Embora o impacto desta vaga tenha sido significativo, também houve limitações sérias:
- Missões era algo confinado principalmente aos contextos tribal e rural, resultando em uma negligência grave dos centros urbanos;
- O foco excessivo nos “números” levou à falta de discipulado e ao abandono verificado entre os novos crentes.
- A importação sem sentido crítico das culturas e dos padrões de adoração do Sul da Índia (Tamil e Kerala) era inadequada entre os Adivasis e outros grupos no Norte do país.
A terceira onda
A terceira onda teve início na década de 1990 com a liberalização da economia que desencadeou uma nova era de globalização. Neste período também assistimos ao crescimento do nacionalismo hindu e à perseguição específica da comunidade cristã no país. O cristianismo, contudo, continua crescendo de novas formas, em particular em algumas regiões do Norte da Índia.
Agora irei destacar cinco temas chave que definem esta terceira onda e quais os desafios para missões durante este período:
1. A complexidade das ligações “glocais”
A Índia liberalizou a sua economia em 1991, abrindo a porta a uma nova era de ligações “glocais” (globais e locais) complexas. A versão atual da globalização e as suas ramificações são sentidas em vários planos: a rápida disseminação e consumo de informação; o crescimento das novas classes médias, em conjunto com o materialismo e consumismo agressivos; a urbanização e migração em massa; um novo sentido de interligação e interdependência às escalas global e local. A geração mais jovem (mais de metade da população tem menos de 25 anos) é muitas vezes chamada de “geração Google” ou “juventude do Twitter”. Este segmento é um enorme consumidor de cultura popular global, especialmente quem habita em áreas urbanas.

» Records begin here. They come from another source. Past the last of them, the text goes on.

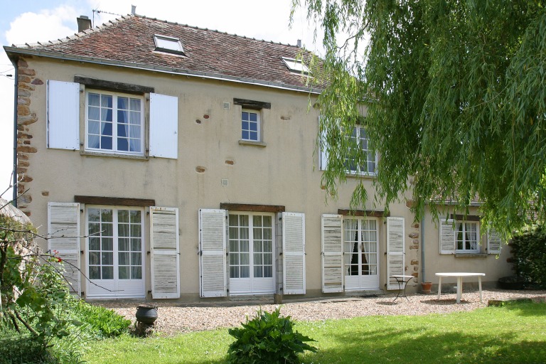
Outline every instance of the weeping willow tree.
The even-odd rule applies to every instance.
[[[360,183],[353,205],[388,205],[410,190],[417,219],[427,207],[438,216],[432,202],[468,210],[476,199],[500,232],[544,218],[545,3],[304,1],[293,9],[306,6],[323,32],[325,55],[311,65],[320,65],[314,80],[326,85],[318,105],[330,194],[348,159],[365,159],[346,141],[364,124],[380,156],[377,192],[367,196]]]

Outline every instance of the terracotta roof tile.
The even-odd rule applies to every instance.
[[[185,55],[156,50],[154,34],[180,38]],[[296,58],[301,48],[141,16],[123,16],[64,39],[15,47],[306,87],[304,78],[282,60]]]

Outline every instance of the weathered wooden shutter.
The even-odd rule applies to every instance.
[[[305,214],[282,213],[283,293],[305,294]]]
[[[225,210],[199,210],[200,296],[228,294]]]
[[[178,209],[150,207],[151,297],[180,298]]]
[[[500,235],[496,230],[491,230],[487,233],[487,253],[500,254]]]
[[[404,218],[387,218],[387,289],[398,289],[398,283],[391,276],[403,275]]]
[[[64,262],[70,292],[80,295],[80,204],[48,203],[48,249]]]
[[[80,149],[80,84],[47,81],[48,148]]]
[[[343,217],[323,215],[322,291],[343,291]]]
[[[178,154],[178,98],[150,94],[150,156],[176,159]]]
[[[440,221],[440,254],[455,253],[455,230],[453,220]]]

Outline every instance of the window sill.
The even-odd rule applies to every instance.
[[[486,258],[487,253],[455,253],[456,258]]]
[[[265,147],[267,144],[263,141],[252,141],[252,140],[240,140],[239,145],[251,145],[253,146]]]
[[[141,161],[147,161],[149,159],[146,156],[135,156],[131,154],[119,154],[117,153],[102,153],[100,151],[81,151],[80,154],[88,156],[108,156],[117,158],[126,158],[127,159],[139,159]]]

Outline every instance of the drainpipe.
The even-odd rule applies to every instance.
[[[10,60],[11,64],[14,65],[15,69],[14,72],[14,76],[15,77],[15,85],[14,87],[14,191],[13,191],[13,202],[11,203],[14,206],[17,207],[17,97],[18,97],[18,87],[19,85],[19,72],[17,67],[18,57],[11,58]]]
[[[421,282],[427,282],[424,278],[424,216],[421,219]]]

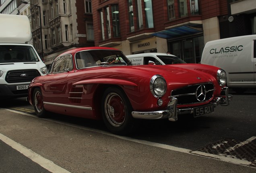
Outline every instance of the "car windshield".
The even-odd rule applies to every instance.
[[[166,64],[186,64],[186,62],[176,56],[157,55],[157,57]]]
[[[32,47],[20,45],[0,45],[0,63],[39,61]]]
[[[132,65],[122,52],[115,50],[89,50],[76,53],[75,61],[78,69],[98,66]]]

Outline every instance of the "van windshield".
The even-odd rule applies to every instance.
[[[167,55],[157,55],[157,56],[166,64],[186,63],[185,61],[176,56]]]
[[[31,61],[39,61],[32,47],[21,45],[0,45],[0,63]]]

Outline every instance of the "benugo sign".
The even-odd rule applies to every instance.
[[[135,52],[155,48],[157,48],[156,42],[156,38],[153,38],[134,42],[132,44],[132,51]]]

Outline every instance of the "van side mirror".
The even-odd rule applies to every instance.
[[[149,65],[155,65],[155,62],[154,61],[149,60],[148,62],[148,64]]]

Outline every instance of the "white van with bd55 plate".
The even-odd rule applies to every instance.
[[[227,86],[235,91],[256,88],[256,35],[207,42],[201,63],[225,70]]]
[[[25,97],[35,77],[47,68],[34,47],[26,16],[0,14],[0,98]]]

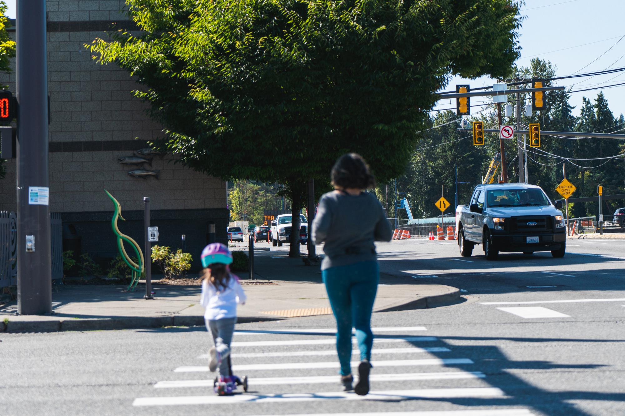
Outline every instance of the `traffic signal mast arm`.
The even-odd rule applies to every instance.
[[[456,129],[456,131],[472,132],[471,129]],[[498,129],[484,129],[485,133],[498,133],[499,131]],[[514,132],[515,134],[529,134],[529,130],[518,130]],[[548,136],[563,136],[569,137],[596,137],[598,139],[625,139],[625,134],[616,134],[615,133],[593,133],[584,132],[579,131],[546,131],[541,130],[541,134]]]
[[[472,92],[462,92],[451,94],[440,94],[439,97],[441,99],[447,99],[448,98],[461,98],[462,97],[485,97],[492,96],[507,96],[509,94],[516,94],[522,92],[536,92],[536,91],[564,91],[564,87],[542,87],[542,88],[523,88],[521,89],[506,89],[502,91],[474,91]]]

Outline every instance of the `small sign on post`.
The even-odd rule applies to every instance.
[[[499,129],[500,139],[512,139],[514,136],[514,127],[509,124],[502,126]]]
[[[556,187],[556,191],[562,196],[564,199],[568,199],[571,194],[575,192],[578,188],[566,179],[562,179],[560,184]]]
[[[441,212],[444,212],[446,209],[449,207],[449,201],[445,199],[444,197],[441,197],[441,199],[436,201],[436,207],[441,210]]]

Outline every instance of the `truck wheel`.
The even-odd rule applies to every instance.
[[[551,255],[556,259],[559,259],[561,257],[564,257],[564,253],[566,252],[566,243],[562,243],[562,247],[561,247],[558,250],[552,250]]]
[[[484,254],[486,260],[497,260],[499,252],[491,240],[491,232],[486,230],[484,233]]]
[[[464,230],[460,229],[458,233],[458,245],[460,246],[460,255],[463,257],[470,257],[473,252],[473,247],[475,245],[470,241],[467,241],[464,238]]]

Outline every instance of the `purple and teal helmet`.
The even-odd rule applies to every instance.
[[[230,264],[232,262],[232,255],[221,243],[212,243],[204,247],[202,250],[202,265],[208,267],[212,263]]]

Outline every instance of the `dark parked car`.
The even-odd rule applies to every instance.
[[[616,224],[617,221],[621,227],[625,227],[625,208],[619,208],[614,211],[614,223]]]
[[[261,225],[254,229],[254,242],[271,241],[271,229],[268,225]]]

2. Sensibilidade cultural acentuada
A Índia é uma civilização antiga, conhecida pela sua herança rica de diversidade cultural e pluralidade religiosa. O inquérito antropológico do projeto People of India [Povos da Índia, tradução livre] identificou 4693 comunidades no país.[5] Ele afirma que a diversidade indiana é marcada pela heterogeneidade linguística, diversidade ecológica, variação biológica e pluralismo cultural.
Embora alguns investigadores declarem que a globalização está moldando inevitavelmente o mundo à imagem do Ocidente, homogeneizando-o, na Índia, a globalização e a liberalização econômica também causaram a fragmentação e a tribalização da sociedade, com cada comunidade tentando afirmar a sua identidade. Uma evidência disto é a formação de muitas organizações de casta, partidos políticos regionais e movimentos religiosos nas últimas duas décadas. Esta sensibilidade cultural acentuada aparenta ser um dos fatores determinantes no aumento do fundamentalismo religioso e do terrorismo durante esta terceira onda.
3. A receptividade ao evangelho é entusiasmante
O Espírito de Deus está soprando neste lugar com frescura, à medida que muitos movimentos que apontam para Cristo[6]estão surgindo não apenas entre as comunidades tribais e Dalits, mas também entre outras comunidades de fé que historicamente resistem ao evangelho. Existem pesquisas empíricas que confirmam isto: eu liderei uma das maiores iniciativas de investigação a decorrer nos países em desenvolvimento – um estudo exploratório destes novos movimentos no Norte da Índia realizado pelo SAIACS (South Asia Institute for Advanced Christian Studies [Instituto para estudos cristãos avançados da Ásia do Sul, tradução livre]). Esta nova onda refrescante e entusiasmante de movimentos também desafia as nossas metodologias convencionais e nos motiva a repensarmos os nossos modelos missionários tradicionais.[7]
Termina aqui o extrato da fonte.